Empathy Alters Pain Perception
The issue of empathy has intrigued scientists and researchers and they have been trying to determine the impact of empathy on pain.
In light of recent studies that have demonstrated a connection between pain and observing someone else in pain, the authors of this article predicted that "the empathetic states would induce sensitization of cortical areas" involved in the perception of pain.
Researchers recruited 48 subjects, aged between 18 and 31 years, to experience painful or non-painful stimuli while watching videos designed to make the subject feel neutral about an actor, compassionate or negative.

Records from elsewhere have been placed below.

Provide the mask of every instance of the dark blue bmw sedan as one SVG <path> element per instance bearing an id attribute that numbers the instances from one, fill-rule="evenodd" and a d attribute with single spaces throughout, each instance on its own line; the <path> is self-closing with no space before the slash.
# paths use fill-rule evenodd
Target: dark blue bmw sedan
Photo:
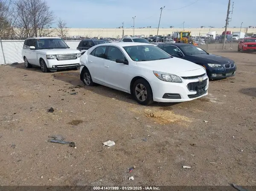
<path id="1" fill-rule="evenodd" d="M 157 44 L 157 46 L 175 57 L 190 61 L 205 68 L 210 79 L 233 76 L 236 66 L 233 60 L 208 53 L 192 44 L 182 43 Z"/>

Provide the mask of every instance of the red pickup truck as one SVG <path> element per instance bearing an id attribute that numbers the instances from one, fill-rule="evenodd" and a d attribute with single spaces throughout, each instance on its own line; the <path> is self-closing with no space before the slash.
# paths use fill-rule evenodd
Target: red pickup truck
<path id="1" fill-rule="evenodd" d="M 256 51 L 256 38 L 244 38 L 239 42 L 238 51 Z"/>

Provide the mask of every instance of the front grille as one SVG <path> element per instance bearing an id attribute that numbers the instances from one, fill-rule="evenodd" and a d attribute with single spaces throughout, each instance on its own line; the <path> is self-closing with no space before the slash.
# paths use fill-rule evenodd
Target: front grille
<path id="1" fill-rule="evenodd" d="M 199 96 L 201 96 L 202 95 L 204 95 L 204 94 L 206 93 L 207 90 L 205 90 L 204 91 L 200 93 L 200 94 L 192 94 L 192 95 L 188 95 L 188 97 L 189 98 L 195 98 L 195 97 L 199 97 Z"/>
<path id="2" fill-rule="evenodd" d="M 204 76 L 204 75 L 205 75 L 205 73 L 204 74 L 203 74 L 202 75 L 200 75 L 199 76 L 188 76 L 188 77 L 181 77 L 182 78 L 183 78 L 183 79 L 186 79 L 186 80 L 187 80 L 187 79 L 194 79 L 195 78 L 198 78 L 198 77 L 203 77 L 203 76 Z"/>
<path id="3" fill-rule="evenodd" d="M 75 54 L 58 54 L 57 55 L 58 60 L 74 60 L 76 59 Z"/>
<path id="4" fill-rule="evenodd" d="M 198 86 L 204 85 L 206 86 L 207 85 L 207 79 L 204 80 L 202 82 L 191 82 L 187 85 L 188 88 L 190 91 L 195 91 L 197 86 Z"/>

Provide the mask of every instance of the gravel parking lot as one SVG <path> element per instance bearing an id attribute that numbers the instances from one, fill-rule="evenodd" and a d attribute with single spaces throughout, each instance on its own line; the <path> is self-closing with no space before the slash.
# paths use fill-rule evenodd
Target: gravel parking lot
<path id="1" fill-rule="evenodd" d="M 79 71 L 0 66 L 0 184 L 256 185 L 256 54 L 209 46 L 236 61 L 236 75 L 177 104 L 84 87 Z M 76 148 L 47 142 L 52 135 Z"/>

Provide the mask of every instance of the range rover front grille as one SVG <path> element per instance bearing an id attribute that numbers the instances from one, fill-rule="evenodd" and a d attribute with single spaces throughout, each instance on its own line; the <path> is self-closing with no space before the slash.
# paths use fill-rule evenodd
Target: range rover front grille
<path id="1" fill-rule="evenodd" d="M 58 54 L 57 55 L 58 60 L 74 60 L 76 59 L 75 54 Z"/>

A fourth video was of the actor experiencing pain or not experiencing pain, alternating in two-minute segments. All subjects watched one of the first three and the fourth video. While watching the fourth video, the subjects experienced painful stimuli (heat) to one hand.
Using a 10-point Visual Analog scale (VAS), where 0 means no pain and 10 means the most severe possible, the subjects rated their own pain levels and estimated the actor's pain level.
The subjects were asked to complete two trait empathy questionnaires, the Interpersonal Reactivity Index and the Balanced Emotional/Empathy Scale.
The results showed that the groups that watched the video designed to evoke compassion (Positive Affective Link, or AFF+) and those who watched the low empathy video (Negative Affective Line, or AFF-) did not have any differences in their pain ratings at baseline (before the "pain" video), however, after the "pain" video was viewed, subjects who had seen the AFF+ video reported a higher pain sensation than did those who watched the AFF- video. The more they empathized with the actor, the higher the pain level.
The authors concluded that their findings support pervious study finding and that empathy does play a role in intensity of pain, as well as in pain processing.
Marco L. Loggia, Jeffrey S. Mogi, M. Catherine Bushnell. Empathy Hurts: Compassion for another increases both sensory and affective components of pain perception. In Pain. May 2008. Vol. 136. No. 1-2. Pp. 168-176.